The stepwise hydration of the benzonitrile•+ radical cation with one-seven H2O molecules was investigated experimentally and computationally with density functional theory in C6H5CN•+(H2O)n clusters. The stepwise binding energies (ΔHn-1,n°) were determined by equilibrium measurements for C6H5CN•+(H2O) and for •C6H4CNH+(H2O)n with n = 5, 6, and 7 to be 8.8 and 11.3, 11.0, and 10.0 kcal/mol, respectively. The populations of n = 2 and 3 of the C6H5CN•+(H2O)n clusters were observed only in trace abundance due to fast depletion processes leading to the formation of the hydrated distonic cations •C6H4CNH+(H2O)n with n = 4-7. The observed transition occurs between conventional radical cations hydrated on the ring in C6H5CN•+(H2O)n clusters with n = 1-3 and the protonated radical •C6H4CNH+ (distonic ion) formed by a proton transfer to the CN nitrogen and ionic hydrogen bonding to water molecules in •C6H4CNH+(H2O)n clusters with n = 4-7. The measured binding energy of the hydrated ion C6H5CN•+(H2O) (8.8 kcal/mol) is similar to that of the hydrated benzene radical cation (8.5 kcal/mol) that involves a relatively weak CHδ+···O hydrogen bonding interaction. Also, the measured binding energies of the •C6H4CNH+(H2O)n clusters with n = 5-7 are similar to those of the protonated benzonitrile (methanol)n clusters [C6H5CNH+(CH3OH)n, n = 5-7] that involve CNH+···O ionic hydrogen bonds. The proton shift from the para-•C ring carbon to the nitrogen of the benzonitrile radical cation is endothermic without solvent but thermoneutral for n = 1 and exothermic for n = 2-4 in C6H5CN•+(H2O)n clusters to form the distonic •C6H4CN···H+(OH2)n clusters. The distonic clusters •C6H4CN···H+(OH2)n constitute a new class of structures in radical ion/solvent clusters.

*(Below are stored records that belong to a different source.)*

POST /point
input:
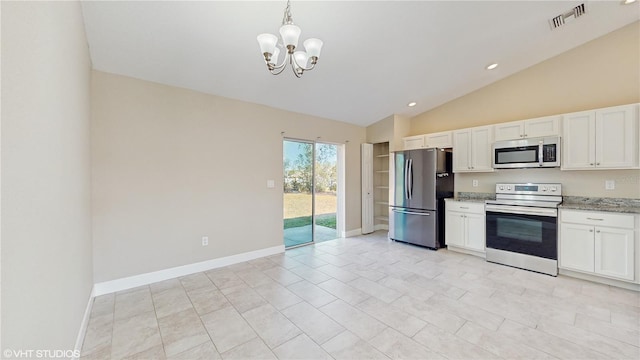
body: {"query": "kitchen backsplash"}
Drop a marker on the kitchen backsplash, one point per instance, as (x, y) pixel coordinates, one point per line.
(587, 183)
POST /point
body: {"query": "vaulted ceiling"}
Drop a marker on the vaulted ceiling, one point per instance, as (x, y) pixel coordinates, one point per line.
(377, 55)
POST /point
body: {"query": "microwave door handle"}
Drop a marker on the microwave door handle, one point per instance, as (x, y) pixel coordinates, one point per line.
(540, 155)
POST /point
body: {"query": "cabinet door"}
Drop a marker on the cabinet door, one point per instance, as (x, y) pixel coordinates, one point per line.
(413, 142)
(578, 141)
(454, 228)
(481, 140)
(546, 126)
(616, 140)
(439, 140)
(509, 131)
(576, 247)
(614, 252)
(475, 232)
(461, 150)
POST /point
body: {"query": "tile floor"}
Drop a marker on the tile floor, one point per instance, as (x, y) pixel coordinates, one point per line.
(366, 298)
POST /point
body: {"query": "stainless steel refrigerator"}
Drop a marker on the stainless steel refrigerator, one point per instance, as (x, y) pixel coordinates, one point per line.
(423, 179)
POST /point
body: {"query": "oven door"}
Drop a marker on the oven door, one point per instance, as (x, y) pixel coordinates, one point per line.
(530, 231)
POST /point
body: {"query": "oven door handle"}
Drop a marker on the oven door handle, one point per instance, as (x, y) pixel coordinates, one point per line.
(522, 210)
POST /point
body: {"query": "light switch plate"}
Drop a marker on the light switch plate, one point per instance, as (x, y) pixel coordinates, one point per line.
(610, 184)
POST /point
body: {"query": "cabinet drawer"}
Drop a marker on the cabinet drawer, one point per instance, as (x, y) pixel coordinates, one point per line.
(597, 218)
(468, 207)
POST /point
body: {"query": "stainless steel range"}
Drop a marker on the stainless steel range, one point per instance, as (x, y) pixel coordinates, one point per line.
(522, 226)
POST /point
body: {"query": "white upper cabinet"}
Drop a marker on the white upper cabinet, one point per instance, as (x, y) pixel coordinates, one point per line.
(472, 149)
(544, 126)
(601, 139)
(440, 140)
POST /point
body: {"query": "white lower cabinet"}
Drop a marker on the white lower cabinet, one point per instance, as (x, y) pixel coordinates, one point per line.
(598, 243)
(464, 226)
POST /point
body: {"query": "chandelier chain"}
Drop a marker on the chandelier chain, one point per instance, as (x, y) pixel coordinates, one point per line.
(287, 18)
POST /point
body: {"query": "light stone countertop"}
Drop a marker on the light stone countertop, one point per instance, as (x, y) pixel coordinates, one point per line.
(602, 208)
(618, 205)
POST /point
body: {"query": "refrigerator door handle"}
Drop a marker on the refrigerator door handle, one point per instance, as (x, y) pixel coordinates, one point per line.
(406, 177)
(410, 178)
(411, 212)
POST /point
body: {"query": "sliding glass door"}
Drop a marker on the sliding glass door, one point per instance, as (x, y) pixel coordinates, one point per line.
(310, 192)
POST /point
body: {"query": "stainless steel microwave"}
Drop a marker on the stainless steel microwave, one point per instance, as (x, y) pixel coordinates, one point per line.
(527, 153)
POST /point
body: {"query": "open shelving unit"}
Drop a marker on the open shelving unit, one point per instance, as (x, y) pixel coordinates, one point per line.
(381, 185)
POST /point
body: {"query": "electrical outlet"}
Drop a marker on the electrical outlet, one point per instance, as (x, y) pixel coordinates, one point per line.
(610, 184)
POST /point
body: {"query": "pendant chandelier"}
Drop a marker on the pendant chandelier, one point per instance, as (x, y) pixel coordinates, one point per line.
(300, 61)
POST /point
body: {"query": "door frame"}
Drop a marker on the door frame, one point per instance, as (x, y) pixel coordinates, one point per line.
(340, 188)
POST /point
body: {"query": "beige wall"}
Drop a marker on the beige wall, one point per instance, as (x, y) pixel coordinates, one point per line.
(391, 129)
(172, 165)
(46, 234)
(601, 73)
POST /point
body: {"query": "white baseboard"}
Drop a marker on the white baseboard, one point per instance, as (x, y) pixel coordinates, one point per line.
(350, 233)
(111, 286)
(84, 324)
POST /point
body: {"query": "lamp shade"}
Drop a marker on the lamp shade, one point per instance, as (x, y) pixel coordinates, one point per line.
(313, 47)
(290, 34)
(267, 43)
(274, 57)
(301, 58)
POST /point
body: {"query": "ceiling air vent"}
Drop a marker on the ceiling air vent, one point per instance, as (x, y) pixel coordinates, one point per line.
(567, 17)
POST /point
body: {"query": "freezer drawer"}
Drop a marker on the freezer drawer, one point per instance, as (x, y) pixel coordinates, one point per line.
(414, 226)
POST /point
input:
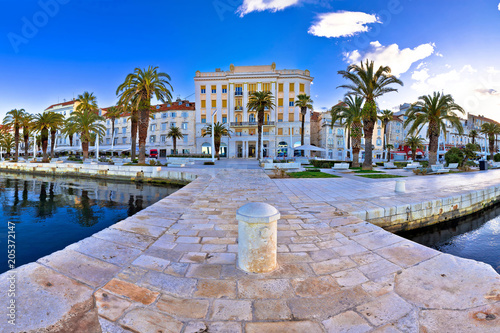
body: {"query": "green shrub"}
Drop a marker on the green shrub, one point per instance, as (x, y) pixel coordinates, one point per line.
(454, 155)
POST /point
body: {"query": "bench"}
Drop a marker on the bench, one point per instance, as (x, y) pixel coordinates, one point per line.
(340, 166)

Gas-Phase External Solvation of Protonated Benzonitrile by Eight Methanol Molecules.

The gas-phase sequential association of methanol onto protonated benzonitrile (C6H5CNH+) and the proton-bound dimer (C6H5CN)2H+ have been examined experimentally by equilibrium thermochemical measurements and computationally by density functional theory (DFT). The bonding enthalpy (ΔH°) for the association of methanol with protonated benzonitrile (25.2 kcal mol-1) reflects the strong electrostatic interaction provided by the formation of an ionic hydrogen bond in the C6H5CNH+OHCH3 cluster in excellent agreement with a DFT-calculated binding energy of 24.9 kcal mol-1. The sequential bonding enthalpy within the (C6H5CN)H+(OHCH3)n clusters decreases from 25.2 to 10.6 kcal mol-1 for the eighth solvation step (n = 8), which remains more than 25% above the enthalpy of vaporization of liquid methanol (8.4 kcal mol-1). The nonbulk convergence of ΔH°n-1,n with eight solvent molecules is attributed to the external solvation of a benzonitrile molecule by an extended hydrogen bonding network of protonated methanol clusters H+(CH3OH)n. In the external solvation of protonated benzonitrile by methanol, the proton resides on the methanol subcluster and the neutral benzonitrile molecule remains outside and bonded to the surface of the protonated methanol cluster. The bonding enthalpy of methanol to the proton-bound benzonitrile dimer (C6H5CN)H+(NCC6H5) is measured to be 18.0 kcal mol-1, in good agreement with a DFT-calculated value of 17.1 kcal mol-1, which reflects the association of the proton with the lower proton affinity methanol molecule, thus forming a highly stable structure of protonated methanol terminated by two ionic hydrogen bonds to the two benzonitrile molecules. The external solvation of benzonitrile by methanol ices in space allows benzonitrile to remain on the ice grain surface rather than being isolated inside the ice. This could provide accessibility for reactions with incoming ions and molecules or for photochemical processes by UV irradiation, leading to the formation of complex organics on the surface of ice grains.